JP Morgan: The shift in revenues happened at the very end of the last day of the Q and was discovered too late to be able to recover. Legacy products are coming down pretty fast, either because they are 10 year old process technology which is being deliberately phased out, or because it is part of more recent product lines like graphics products which are being phased out. The decline in legacy revenues is pretty linear throughout the year.
Salomon Smith Barney: Capacity Utilization is over 90%. The lead times for 0.25u and 0.18u are between 10 and 20 weeks, which are anticipated to be brought back down in the first Q of next year.
G Carr Madison and Co: The business cycle seems to have legs left. They see acceleration in orders compared to expectations and customers more willing to give forward visibility. Growth is driven by the Internet, and in Europe, many carriers don't expect to catch up for five years. We also have the normal PC cycle. 2001 looks very strong. Customers are running out of product rather than seeing a buildup of inventories.
?: GM going forward will continue to increase Q by Q and will be 44-45% for Q4. The revenue outlook for Q3 includes the $20m slipped from Q2, but the 10-12% growth outlook was raised a couple percentage points from previous expectations. Expect similar 10-12% growth for Q4. LSI is not a big foundry user. Eventually LSI will have 20-25% with foundries. LSI is a new customer at the foundries and under the circumstances is treated fairly well. Although the foundries are sold out right now, LSI has been getting what they needed. SEEQ had relationships with foundries, other product lines have been going a little slower. That is why LSI is putting in a little headroom in by moving capacity forward a Q or two. The foundries will probably be able to supply what they require by 2001. The first half of the year the foundries will be around 10%. The entire industry is tight at .25u and .18u.
Bear Stearns: The Sun business is strong and was 12.6% of revenues. Sun is doing well. There are no other 10% customers but several are close. The workstation business is a good solid business. Most of the growth in the computer sector is in servers, which are part of the communications revolution. The ASIC market for server graphics is not a growth market for the future, therefore LSI is deemphasizing it. R&D expenditure projections were a little ambitious. R&D was overestimated and won't grow as fast as projected, which will keep down operating expenses.
Cowan: SAN systems component shortages were resolved by bringing on additional suppliers. Inventory objectives were relaxed somewhat in the manufacturing group; they had been trying to follow the Dell model too closely. It is not a limit going forward.

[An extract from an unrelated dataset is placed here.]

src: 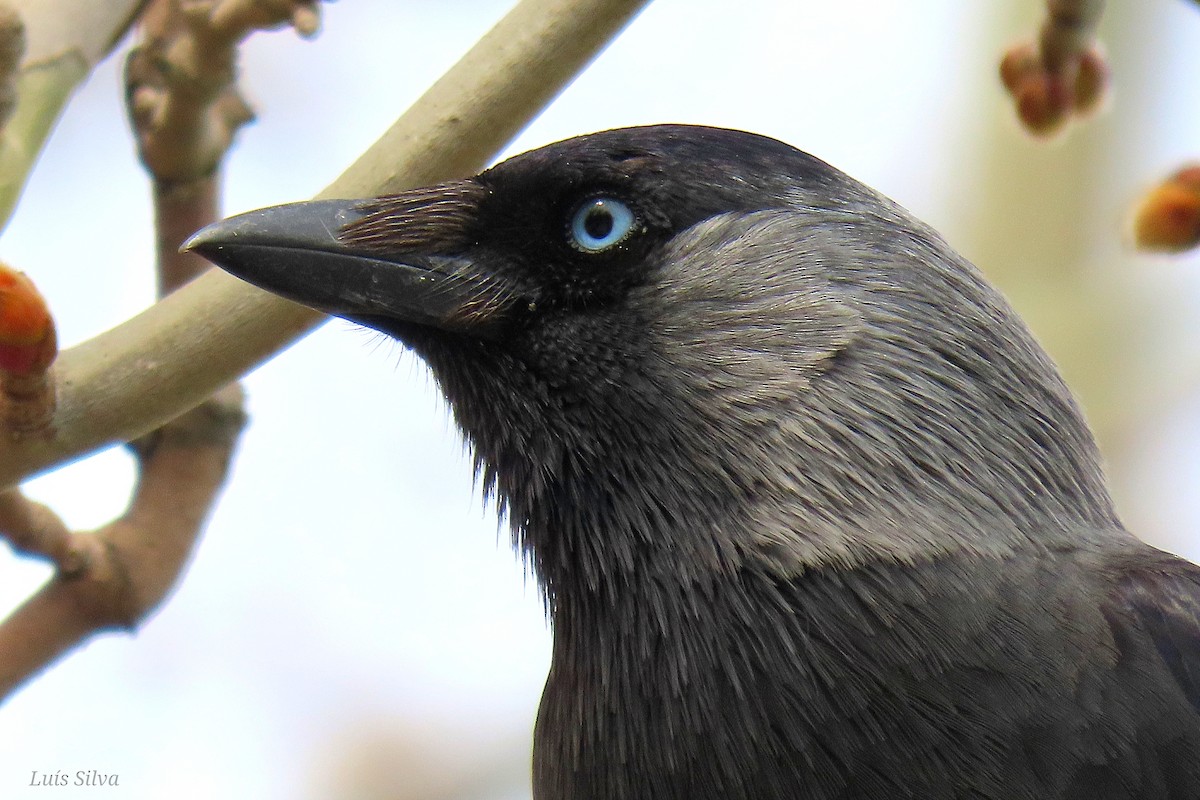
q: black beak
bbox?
[182,200,496,333]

Chase H&Q: LSI does not see any slowdown in the Sony PS2. Japan is struggling as a country and is still in recession. Nonetheless they have seen reasonable growth, in line with the worldwide industry, but there has been a swing back in Japan to source from domestic suppliers. Both the PS1 and PS2 are doing very well. PS1 has not been cannibalized by the PS2. LSI revenues from the PS2 will be going up in second half, right were they thought it would be. LSI expects to achieve 50% GM by the end of 2001.

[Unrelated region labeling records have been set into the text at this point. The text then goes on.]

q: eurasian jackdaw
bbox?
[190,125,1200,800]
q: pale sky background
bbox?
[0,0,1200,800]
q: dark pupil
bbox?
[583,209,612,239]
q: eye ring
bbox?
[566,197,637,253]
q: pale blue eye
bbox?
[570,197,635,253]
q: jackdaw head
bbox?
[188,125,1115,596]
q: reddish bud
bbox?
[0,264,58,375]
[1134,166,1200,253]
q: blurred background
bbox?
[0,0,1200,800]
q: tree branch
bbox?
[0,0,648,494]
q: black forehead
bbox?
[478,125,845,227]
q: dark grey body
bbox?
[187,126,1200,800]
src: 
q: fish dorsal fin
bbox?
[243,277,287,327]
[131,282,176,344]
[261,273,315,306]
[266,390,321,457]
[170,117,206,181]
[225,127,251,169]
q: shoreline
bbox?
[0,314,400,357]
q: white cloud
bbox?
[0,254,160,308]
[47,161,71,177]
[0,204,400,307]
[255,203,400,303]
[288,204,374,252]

Josephthal: The wireless business introduced its first vehicle last year in Q3 and Q4 and derived several customers. They expect to go into production at the back half of year. Base station business has a lot of business. It is included in the broadband side. There are strong bookings with both GSM/CDMA but also for 3rd generation.

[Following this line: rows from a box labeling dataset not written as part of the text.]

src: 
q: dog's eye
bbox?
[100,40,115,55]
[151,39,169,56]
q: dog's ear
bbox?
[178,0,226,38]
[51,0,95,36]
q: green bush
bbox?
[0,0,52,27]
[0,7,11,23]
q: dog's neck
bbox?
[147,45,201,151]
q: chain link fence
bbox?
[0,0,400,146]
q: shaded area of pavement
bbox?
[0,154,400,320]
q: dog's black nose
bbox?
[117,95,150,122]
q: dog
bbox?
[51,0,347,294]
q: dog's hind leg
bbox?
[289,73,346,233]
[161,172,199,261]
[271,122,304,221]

First Boston: LSI will support Datapath's prior technical commitments to NEC and a couple other companies. They brought the read channel expertise, which is an important element needed for the disk drive business.
JP Morgan: The product that did not ship with the ERP error was spread across markets. The error was corrected quickly and no customers were impacted. For the CDMA wins, everybody is using Qualcomm and is concerned about announcing that they are moving one or more platforms to LSI. Announcements can be expected during this Q, next Q, and throughout the year. They had expected from 4 to 6 announcement, but due to the Qualcomm turmoil, this will be easily surpassed. The handsets business is down to Qualcomm and LSI; everyone else has dropped out. LSI revenues will grow from zero to several $100m in the next several years.
Merrill Lynch: The U.S. launch of the PS2 is still proceeding as planned as far as LSI knows. Sony just put large capacity in place for the Emotion Engine. European availability will be concurrent with U.S. availability. During the PS1 launch, revenues increased for Q1 over the Christmas Q, and the same may happen for PS2. The US launch is scheduled for late October, so it is likely that pent-up demand will spill into next year.